Выбрать главу

Ну, Кавалерия, не устала? А ребятки уже!

Филипп за глаза зовет ее Кавалерией — по телефону-то слышно. Иногда даже Красной Кавалерией. А Ксенька так боится его потерять — только шипит, приставив палец к губам. А потом виноватым голосом: але-але, мамочка, я тебя слушаю.

А недавно едут втроем в его «мицубиси». Филипп оборачивается и на что-то незначащее вдруг: так точно, краском. Ксеня спрашивает: что такое краском? Отвечает, знает, хоть что-то знает: красный командир. А почему красный? Ну как же, говорит, Валерия Игоревна при Советах росла, в комсомоле членствовала, а в партии большевиков?

Чуть не ответила фразой Раневской: неужели я уже такая старая, ведь я еще помню порядочных людей… Но промолчала — опять ради Ксеньки. А может быть, именно ради нее и не надо было молчать?

Был бы здесь Вячек, хотя бы ответственность можно было с ним разделить. Ведь что такое Филипп? Это — Вячек навыворот. Это — Ксенькино бегство ото всего, что ее с младенчества измотало в отце.

В их лучшую пору Ксеня была мала. И когда он закуролесил, тоже мала, но уже могла приподнять телефонную трубку, думая, что звонит: папа, ты где, Синька ждет! Она и синиц звала синьками. Тыкала пальчиком за окно: синька-синьк… А потом показывала на себя, сидевшую на ветке руки, и смеялась. Это была ее первая шутка, можно сказать, каламбур — в год и семь. А в четыре с половиной (она тогда говорила, что ей половина пятого) с упоением читала еще студенческий Вячеков стих:

Я — нрав, я нварь, снегиря киноварь. А я ветра рвань, сны весны — фи враль! А я бесяц-бард: апхчи, насма´рк!

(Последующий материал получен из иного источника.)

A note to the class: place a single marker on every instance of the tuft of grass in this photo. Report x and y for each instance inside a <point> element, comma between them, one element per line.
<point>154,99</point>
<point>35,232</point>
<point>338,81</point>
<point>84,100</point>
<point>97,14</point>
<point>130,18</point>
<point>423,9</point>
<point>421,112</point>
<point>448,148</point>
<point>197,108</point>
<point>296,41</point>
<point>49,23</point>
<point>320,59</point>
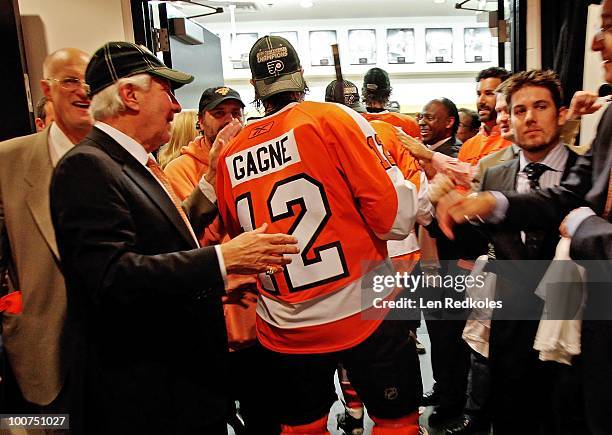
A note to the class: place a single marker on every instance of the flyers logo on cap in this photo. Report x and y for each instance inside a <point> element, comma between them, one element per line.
<point>275,66</point>
<point>261,129</point>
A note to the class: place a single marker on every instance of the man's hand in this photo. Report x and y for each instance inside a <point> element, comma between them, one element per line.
<point>455,209</point>
<point>416,148</point>
<point>583,103</point>
<point>573,220</point>
<point>226,134</point>
<point>256,252</point>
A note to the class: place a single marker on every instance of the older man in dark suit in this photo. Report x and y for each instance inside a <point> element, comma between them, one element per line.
<point>148,299</point>
<point>518,378</point>
<point>39,341</point>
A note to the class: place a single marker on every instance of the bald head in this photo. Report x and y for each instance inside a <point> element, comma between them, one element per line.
<point>61,57</point>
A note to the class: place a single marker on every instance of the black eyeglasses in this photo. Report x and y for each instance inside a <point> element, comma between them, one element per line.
<point>71,83</point>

И как же она всякий раз после этого насмарка с неправильным написанием и ударением хохотала.

Насмарку снег, насмарку мрак. А прель листвы во весь фольварк, Пой май, пой май — меня за хвост, Птица, реки с рекой внахлест, И юнь меня, звени и юнь, Юли листвой, луною лунь…

То-то Филя порадуется, если она прочтет им этот стишок вместо свадебного. А Ксенька, наверно, даже подхватит… Она и сейчас по-своему любит отца, хотя что-то в ней надломилось, пока они ждали его обратно. И даже когда дожидались — а возвращался он трижды: от аспирантки Арины, от переводчицы Вики и от какой-то совсем уже потаскушки-студентки — возвращался, без тени вины, наоборот, обрушивая на них столько радости и любви, будто отбившийся от поезда пес, триста километров проскакавший по рельсам галопом, счастливый, голодный, с языком у тебя на плече — но Ксенька все равно поначалу дичилась. В первый день в его сторону не смотрела, а ночью подхватывалась, хотя ее бывало и утром не разбудить, прибегала к постели: здесь, не ушел ли? В самый первый его приход — сколько ей было? — без одной недели четыре, ночью шнурки в его ботинках связала, в обеих парах. А когда он вернулся от Вики (Ксеньке было объяснено, что папа эти полгода жил в своей первой семье, где у него росли мальчики — Валя и Коля), пнула ногой его чемодан, открыла книжку и сделала вид, что читает: я от Вали ушел, я от Коли ушел, а от тебя, Синька, и подавно уйду. И побежала на черную лестницу плакать. Она туда лет до семнадцати бегала, уже не только поплакать, уже тайком покурить и по мобильному посекретничать. У нее с мальчиками очень долго не складывалось, выбирала себе повес вроде Вячека…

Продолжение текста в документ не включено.